There are numerous resources out there to help make these decisions. Educate yourself about what’s available before you need it. Some housing choices may require getting yourself on a waiting list or paying a deposit. Familiarize yourself with the websites that are full of valuable information and resources to help you.

ADRC, Aging and Disability Resource Connection of Oregon, is a treasure trove of information to aid in accessing information, tools, and guidance to help plan for future needs before they arise, or to explore options to meet current needs. Find them online or call 1-855-673-2372 where professional options counselors will speak with you. Their services are free and available to everyone. The website has direct links to everything from housing options and long-term care services to information about Oregon Project Independence and community-based services.

If you elect to stay in your current living situation, be sure you can afford to do that. Do you have enough money to cover the rent or a mortgage, property taxes and insurance, and maintenance of the property AND deal with any potential major medical costs? Is your house manageable for you as you age – are there stairs, for instance?

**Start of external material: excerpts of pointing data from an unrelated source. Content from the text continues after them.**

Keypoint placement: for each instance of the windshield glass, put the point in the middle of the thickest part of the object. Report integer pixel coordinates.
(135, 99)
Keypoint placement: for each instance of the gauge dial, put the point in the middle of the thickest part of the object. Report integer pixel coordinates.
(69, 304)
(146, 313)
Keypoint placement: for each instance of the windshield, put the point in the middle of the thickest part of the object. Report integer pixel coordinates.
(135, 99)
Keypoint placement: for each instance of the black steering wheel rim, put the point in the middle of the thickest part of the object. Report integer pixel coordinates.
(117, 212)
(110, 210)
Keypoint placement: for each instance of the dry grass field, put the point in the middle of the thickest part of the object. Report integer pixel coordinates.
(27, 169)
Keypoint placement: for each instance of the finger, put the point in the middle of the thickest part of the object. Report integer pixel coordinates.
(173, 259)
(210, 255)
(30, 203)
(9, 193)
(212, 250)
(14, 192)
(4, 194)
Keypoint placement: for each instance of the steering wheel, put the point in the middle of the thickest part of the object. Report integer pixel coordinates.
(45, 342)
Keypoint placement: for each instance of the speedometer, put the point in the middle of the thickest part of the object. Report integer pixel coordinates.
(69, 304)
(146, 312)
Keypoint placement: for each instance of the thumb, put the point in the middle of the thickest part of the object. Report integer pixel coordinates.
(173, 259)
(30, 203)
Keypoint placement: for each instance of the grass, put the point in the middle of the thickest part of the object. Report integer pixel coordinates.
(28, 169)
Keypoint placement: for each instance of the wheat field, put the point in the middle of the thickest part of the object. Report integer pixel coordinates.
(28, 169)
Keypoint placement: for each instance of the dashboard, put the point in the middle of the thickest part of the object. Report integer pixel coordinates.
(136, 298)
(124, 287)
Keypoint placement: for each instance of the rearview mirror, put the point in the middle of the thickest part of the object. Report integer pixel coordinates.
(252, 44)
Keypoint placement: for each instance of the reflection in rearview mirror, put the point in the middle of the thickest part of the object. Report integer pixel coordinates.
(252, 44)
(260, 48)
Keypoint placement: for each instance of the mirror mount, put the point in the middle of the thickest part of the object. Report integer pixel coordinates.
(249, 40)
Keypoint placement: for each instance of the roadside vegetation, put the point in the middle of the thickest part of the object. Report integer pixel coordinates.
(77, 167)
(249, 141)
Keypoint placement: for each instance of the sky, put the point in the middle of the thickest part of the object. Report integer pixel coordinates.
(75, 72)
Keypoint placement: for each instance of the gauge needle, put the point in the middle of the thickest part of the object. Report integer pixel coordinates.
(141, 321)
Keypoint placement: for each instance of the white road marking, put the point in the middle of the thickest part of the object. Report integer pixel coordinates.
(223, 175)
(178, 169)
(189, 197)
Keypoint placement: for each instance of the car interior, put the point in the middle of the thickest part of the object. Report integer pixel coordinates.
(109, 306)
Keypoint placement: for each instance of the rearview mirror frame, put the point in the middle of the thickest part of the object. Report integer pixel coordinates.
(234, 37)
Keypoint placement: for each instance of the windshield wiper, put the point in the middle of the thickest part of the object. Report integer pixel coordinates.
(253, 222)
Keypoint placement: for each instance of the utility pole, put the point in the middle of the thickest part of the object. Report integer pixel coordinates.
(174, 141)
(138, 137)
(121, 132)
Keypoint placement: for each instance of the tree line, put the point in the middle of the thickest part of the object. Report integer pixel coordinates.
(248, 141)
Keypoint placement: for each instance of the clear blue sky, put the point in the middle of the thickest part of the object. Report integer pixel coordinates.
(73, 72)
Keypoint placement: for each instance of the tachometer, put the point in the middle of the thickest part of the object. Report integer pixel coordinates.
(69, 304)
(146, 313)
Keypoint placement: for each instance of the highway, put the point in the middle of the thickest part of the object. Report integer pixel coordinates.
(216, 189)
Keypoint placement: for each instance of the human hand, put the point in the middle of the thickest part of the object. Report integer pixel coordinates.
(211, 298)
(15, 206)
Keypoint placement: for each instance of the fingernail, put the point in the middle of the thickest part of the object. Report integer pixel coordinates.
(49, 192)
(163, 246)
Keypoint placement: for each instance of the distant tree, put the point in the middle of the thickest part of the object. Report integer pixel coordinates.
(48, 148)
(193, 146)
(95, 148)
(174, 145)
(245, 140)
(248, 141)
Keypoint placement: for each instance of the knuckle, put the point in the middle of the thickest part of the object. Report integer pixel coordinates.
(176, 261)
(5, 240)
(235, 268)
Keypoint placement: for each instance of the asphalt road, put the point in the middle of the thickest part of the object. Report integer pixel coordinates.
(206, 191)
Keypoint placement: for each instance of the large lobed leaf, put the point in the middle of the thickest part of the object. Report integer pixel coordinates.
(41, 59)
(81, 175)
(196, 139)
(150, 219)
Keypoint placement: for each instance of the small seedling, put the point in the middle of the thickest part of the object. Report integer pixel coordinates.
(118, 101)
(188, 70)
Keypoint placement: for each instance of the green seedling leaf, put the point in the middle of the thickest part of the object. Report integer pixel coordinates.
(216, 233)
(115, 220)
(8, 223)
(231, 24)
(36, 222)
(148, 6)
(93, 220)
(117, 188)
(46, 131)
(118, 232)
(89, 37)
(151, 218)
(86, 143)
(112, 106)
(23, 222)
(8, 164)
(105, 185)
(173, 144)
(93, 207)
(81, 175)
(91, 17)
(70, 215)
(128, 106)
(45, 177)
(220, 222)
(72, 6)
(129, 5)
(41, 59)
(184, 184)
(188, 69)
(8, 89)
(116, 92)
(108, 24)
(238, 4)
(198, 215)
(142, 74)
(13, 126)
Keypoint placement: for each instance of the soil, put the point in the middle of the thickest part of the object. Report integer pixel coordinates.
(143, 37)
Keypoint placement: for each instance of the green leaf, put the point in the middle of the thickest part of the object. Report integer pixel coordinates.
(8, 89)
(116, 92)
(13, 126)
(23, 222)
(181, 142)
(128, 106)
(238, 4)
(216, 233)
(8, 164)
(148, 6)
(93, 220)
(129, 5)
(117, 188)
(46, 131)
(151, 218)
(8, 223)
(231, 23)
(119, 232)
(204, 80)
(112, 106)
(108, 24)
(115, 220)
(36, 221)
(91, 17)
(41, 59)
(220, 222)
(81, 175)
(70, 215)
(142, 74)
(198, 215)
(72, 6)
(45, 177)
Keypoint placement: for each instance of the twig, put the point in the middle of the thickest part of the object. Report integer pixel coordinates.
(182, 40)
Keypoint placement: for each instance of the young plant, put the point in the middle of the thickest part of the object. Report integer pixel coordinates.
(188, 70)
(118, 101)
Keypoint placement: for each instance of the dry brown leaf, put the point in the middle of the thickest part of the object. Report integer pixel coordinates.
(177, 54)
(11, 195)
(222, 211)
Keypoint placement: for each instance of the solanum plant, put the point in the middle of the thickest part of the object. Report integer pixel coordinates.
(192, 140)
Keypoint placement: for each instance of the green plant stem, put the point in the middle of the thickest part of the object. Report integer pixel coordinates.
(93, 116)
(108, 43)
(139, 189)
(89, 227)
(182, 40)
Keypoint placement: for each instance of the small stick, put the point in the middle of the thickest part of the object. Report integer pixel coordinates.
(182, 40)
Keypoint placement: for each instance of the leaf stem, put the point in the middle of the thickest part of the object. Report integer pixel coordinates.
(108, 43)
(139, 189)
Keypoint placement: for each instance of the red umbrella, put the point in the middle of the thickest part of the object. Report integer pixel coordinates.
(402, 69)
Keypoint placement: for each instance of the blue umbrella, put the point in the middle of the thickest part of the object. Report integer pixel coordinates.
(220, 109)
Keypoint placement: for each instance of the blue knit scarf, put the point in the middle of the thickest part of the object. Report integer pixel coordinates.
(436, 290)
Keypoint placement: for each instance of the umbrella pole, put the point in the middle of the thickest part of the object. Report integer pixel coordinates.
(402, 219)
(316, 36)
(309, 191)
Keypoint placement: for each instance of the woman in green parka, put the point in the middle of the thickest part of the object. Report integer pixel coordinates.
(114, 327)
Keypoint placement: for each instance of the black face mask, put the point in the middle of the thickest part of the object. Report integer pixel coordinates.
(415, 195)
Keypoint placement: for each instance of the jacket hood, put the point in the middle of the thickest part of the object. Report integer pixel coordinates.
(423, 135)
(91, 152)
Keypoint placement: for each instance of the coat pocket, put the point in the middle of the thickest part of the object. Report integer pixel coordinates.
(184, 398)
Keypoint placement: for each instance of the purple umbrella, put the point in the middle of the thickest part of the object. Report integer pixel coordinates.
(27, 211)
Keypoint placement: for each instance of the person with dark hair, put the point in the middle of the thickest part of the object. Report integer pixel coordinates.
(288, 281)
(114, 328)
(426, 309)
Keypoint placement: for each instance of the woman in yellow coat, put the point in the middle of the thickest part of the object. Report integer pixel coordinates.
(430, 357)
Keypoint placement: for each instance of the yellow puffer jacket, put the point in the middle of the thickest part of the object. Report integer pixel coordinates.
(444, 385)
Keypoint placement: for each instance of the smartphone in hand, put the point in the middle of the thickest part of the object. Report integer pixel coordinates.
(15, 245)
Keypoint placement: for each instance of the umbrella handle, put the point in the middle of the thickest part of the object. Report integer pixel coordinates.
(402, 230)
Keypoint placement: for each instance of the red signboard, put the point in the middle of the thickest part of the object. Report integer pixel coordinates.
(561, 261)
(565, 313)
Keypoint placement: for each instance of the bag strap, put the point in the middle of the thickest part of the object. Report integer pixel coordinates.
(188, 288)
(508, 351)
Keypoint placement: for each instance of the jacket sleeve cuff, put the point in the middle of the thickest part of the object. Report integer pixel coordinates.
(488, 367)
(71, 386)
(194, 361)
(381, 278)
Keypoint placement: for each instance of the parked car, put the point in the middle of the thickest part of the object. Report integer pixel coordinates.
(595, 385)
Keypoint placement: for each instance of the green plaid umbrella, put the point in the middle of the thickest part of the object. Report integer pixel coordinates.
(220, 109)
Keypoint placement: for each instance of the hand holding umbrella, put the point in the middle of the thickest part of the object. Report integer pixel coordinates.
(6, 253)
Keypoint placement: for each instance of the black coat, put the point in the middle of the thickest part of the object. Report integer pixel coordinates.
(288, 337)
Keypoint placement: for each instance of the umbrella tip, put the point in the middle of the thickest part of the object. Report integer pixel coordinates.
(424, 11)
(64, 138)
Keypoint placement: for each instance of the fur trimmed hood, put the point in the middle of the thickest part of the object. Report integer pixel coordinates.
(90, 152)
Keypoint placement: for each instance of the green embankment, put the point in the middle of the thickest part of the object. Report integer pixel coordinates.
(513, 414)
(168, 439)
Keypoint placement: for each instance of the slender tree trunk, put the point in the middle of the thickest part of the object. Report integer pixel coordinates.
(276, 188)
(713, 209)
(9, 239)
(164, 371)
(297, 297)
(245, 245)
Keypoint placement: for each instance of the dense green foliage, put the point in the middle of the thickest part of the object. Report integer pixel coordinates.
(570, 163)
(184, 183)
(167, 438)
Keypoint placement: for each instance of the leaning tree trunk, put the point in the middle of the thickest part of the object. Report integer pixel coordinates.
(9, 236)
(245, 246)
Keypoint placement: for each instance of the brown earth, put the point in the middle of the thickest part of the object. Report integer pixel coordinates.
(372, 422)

If you can afford it, modifications can be made to a home to make it more elder friendly and safe. Possible changes might include adding grab bars, ramps, replacing twist water faucets with levers, changing to linear door handles instead of round knobs, widening hallways, and converting a downstairs room to a bedroom.

Visit the consumer help section of the Oregon Construction Contractors Board website or contact Central Oregon Builders Association for information on hiring a contractor to make those changes.

Available online is the free AARP Home Fit Guide, which contains information and tips for a comfortable, safe, and livable home. It also provides guidelines for hiring a contractor.

Another possibility would be to consider selling your home if you own it, and moving to a smaller house, a condo, a retirement community, an apartment, or move in with family or friends.

If you plan to age in place, start making small modifications to your home so it won’t require a great deal of work if or when you need adapted surroundings.

As the ability to live independently begins to decline, it may be time to find some in-home help. Friends and family may be available to assist or you can hire a professional home care worker or contract with a licensed agency that will provide their workers to be of assistance.

Should you decide to privately hire your caregiver, one source is the Oregon Home Care Commission that maintains a statewide registry of potential home care workers and a guide for hiring and working with the care provider (www.or-hcc.org). You can also utilize their Homecare Choice program, which takes care of paying the workers (with the client’s money), withholding and reporting payroll taxes, and providing workers’ compensation coverage for their caregivers. To learn more, call toll-free 1-844-494-4227 and speak with a Homecare Choice Specialist.

When hiring a home care worker through a local in-home care agency, the caregiver(s) is assigned by the agency that also schedules visits and is responsible for employer taxes. Services vary depending on a person’s needs and abilities and can be short-term while recovering from an injury or illness or long-term over months or years. The service can be as simple as regular welfare checks to much more in-depth services like bathing, dressing, preparing meals, shopping and transportation.

Most in-home care is paid for by the client, although some long-term care insurance plans cover these services. The client pays the agency, not the caregiver.

Oregon Project Independence (OPI) serves seniors and people with physical disabilities by providing services while they are living in their own homes. OPI traditionally serves those who are 60 years of age or older or who have been diagnosed with Alzheimer’s or a related disorder and meet the requirement of Oregon’s long-term care services priority rule dealing with level of impairment. They cannot be on Medicaid but can be receiving food stamps and supplemental Medicare beneficiary benefits. A majority of OPI recipients are 125 percent of the Federal poverty level.